Letter to the Parliamentary and Devolution Department, Foreign and Commonwealth Office, from the Clerk of the Committee


  As you know, the Committee intends shortly to consider an interim Report of its inquiry into Foreign Policy Aspects of the War against Terrorism.

  In oral evidence before the Committee, Professor Paul Wilkinson of the University of St Andrews criticised both the British and American governments' treatment of the emerging terrorist threat from Al-Qaeda, and suggested that failures of intelligence—principally by the US but also by the UK—allowed Al-Qaeda to develop its capability to undertake terrorist operations. I enclose a copy of the transcript of Professor Wilkinson's evidence. The Committee wishes to give the FCO the opportunity to respond to these assertions, and to others made in published sources, before it publishes its interim Report.

  I would be grateful to receive not later than 7 May a memorandum from the FCO, if necessary including a confidential annex, in answer to the following questions:

    —  To what extent was the threat from Al-Qaeda understood before 11 September?

    —  What was the Government doing to counter this threat and to warn the United States of it?
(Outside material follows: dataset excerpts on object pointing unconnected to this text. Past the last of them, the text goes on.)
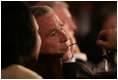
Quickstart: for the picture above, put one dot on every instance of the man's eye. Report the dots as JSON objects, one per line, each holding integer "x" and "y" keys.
{"x": 38, "y": 31}
{"x": 53, "y": 33}
{"x": 61, "y": 28}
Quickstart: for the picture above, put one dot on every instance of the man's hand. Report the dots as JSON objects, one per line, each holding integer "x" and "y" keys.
{"x": 108, "y": 39}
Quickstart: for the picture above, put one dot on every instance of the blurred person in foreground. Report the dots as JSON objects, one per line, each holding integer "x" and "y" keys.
{"x": 69, "y": 60}
{"x": 20, "y": 41}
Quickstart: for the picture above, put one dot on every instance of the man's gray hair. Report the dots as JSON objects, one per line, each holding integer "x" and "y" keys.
{"x": 38, "y": 11}
{"x": 53, "y": 3}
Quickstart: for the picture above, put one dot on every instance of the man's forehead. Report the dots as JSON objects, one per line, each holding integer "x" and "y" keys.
{"x": 48, "y": 21}
{"x": 62, "y": 12}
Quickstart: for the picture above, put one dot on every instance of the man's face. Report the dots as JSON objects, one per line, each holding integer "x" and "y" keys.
{"x": 54, "y": 39}
{"x": 65, "y": 16}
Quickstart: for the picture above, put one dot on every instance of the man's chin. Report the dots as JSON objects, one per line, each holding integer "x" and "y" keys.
{"x": 67, "y": 56}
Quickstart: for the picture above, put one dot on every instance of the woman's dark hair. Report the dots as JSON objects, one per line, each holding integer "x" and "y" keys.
{"x": 18, "y": 37}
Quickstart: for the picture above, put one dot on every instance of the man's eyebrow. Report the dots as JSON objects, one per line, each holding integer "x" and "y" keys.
{"x": 51, "y": 31}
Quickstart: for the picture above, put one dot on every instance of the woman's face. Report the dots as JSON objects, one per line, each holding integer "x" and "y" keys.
{"x": 38, "y": 41}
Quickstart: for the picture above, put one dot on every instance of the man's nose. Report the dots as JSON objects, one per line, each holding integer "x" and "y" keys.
{"x": 63, "y": 37}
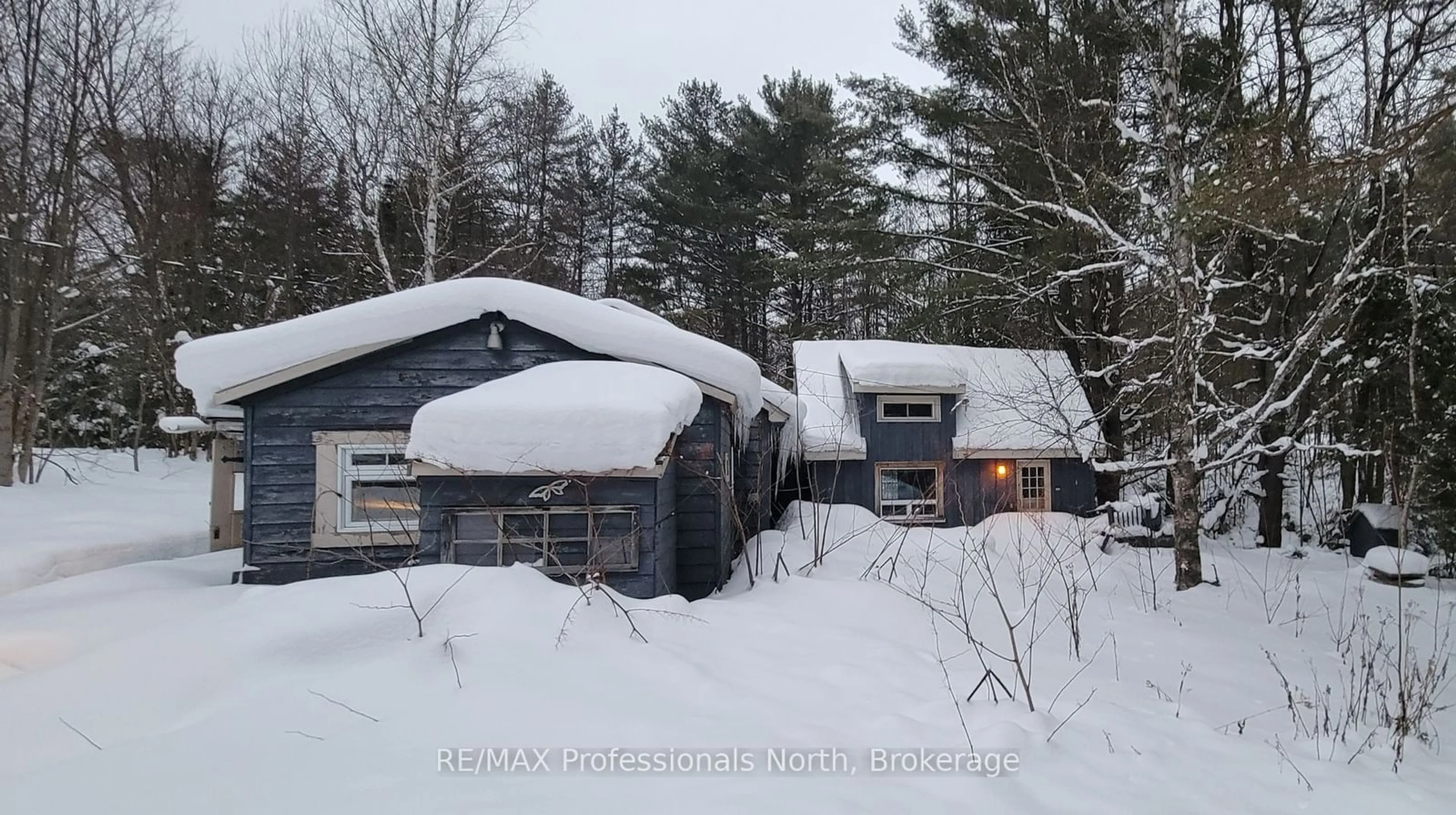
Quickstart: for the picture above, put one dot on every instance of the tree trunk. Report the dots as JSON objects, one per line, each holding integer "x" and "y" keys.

    —  What actions have been taken since 11 September to remedy any perceived deficiencies in the gathering, processing or sharing of intelligence?

Clerk of the Committee

April 2002

Letter to the Clerk of the Committee from the Foreign and Commonwealth Office

  The threat from Al Quaida networks has been perceived as the main international terrorist threat since the mid-90s. Considerable efforts have been devoted to understanding and countering this threat, and to assisting US and other efforts to apprehend and prosecute those responsible for the attack on US soldiers in Somalia in October 1993, the East African embassy bombings in August 1998 and the USS Cole attack in October 2000, for all of which Usama Bin Laden has claimed the credit. The FCO has held regular consultations with the US on this topic. The FCO has also discussed the Al Quaida threat, and ways of countering it, with a wide variety of foreign governments and in multilateral meetings eg of the G8.

  One part of the Government's reponse to the threat, going considerably wider than the area of responsibility of the FCO, lay in the work of the Agencies and others to improve our understanding of this target. There were a number of successes in the years before September 11 in predicting and disrupting a range of terrorist threats attributed to UBL and his associates, in the UK and abroad. The Terrorism Act 2000 was a clear demonstration of the Government's determination before September 11 to frustrate terrorist activity in the UK and beyond, as the Anti-Terrorism, Crime and Security Act 2001 has been in the period since.

  Threat reporting and analysis was routinely shared with other Governments, notably the US Government: it was clear that the threats could not be countered without close international collaboration.

    *  *  *  *  *

  Promoting such collaboration, and improving the international effort against terrorism in general, formed another part of the Government's response to the threat. The UK was active in a number of multilateral organisations to counter the threat of terrorism, in particular the G8 and the EU. The Government also sought to reinforce the UN-led effort to resolve the problems in Afghanistan which made it at that time such a convenient base for operations by Al-Qaeda.

  The Government's response to the events of September 11—which also ranges considerably wider than the area of responsibility of the FCO—has included efforts to increase the information available to us on the terrorist threat, from wherever it might come. Increased resources have been devoted to this work. The national machinery available for responding to counter-terrorist information has been expanded.

  At the international level, too, there has been a considerable increase in activity in multilateral institutions to counter international terrorism. The UN, G8, EU and NATO, for example, have all shown their commitment to countering the threat by enhancing arrangements for the sharing of information, building legal and operational capacity to counter terrorism, and by freezing terrorist assets. The UK has played a prominent part in all this, for instance by chairing the UN Counter-Terrorism Committee. And of course the international coalition has addressed one main source of the Al-Qaeda network with its action in Afghanistan.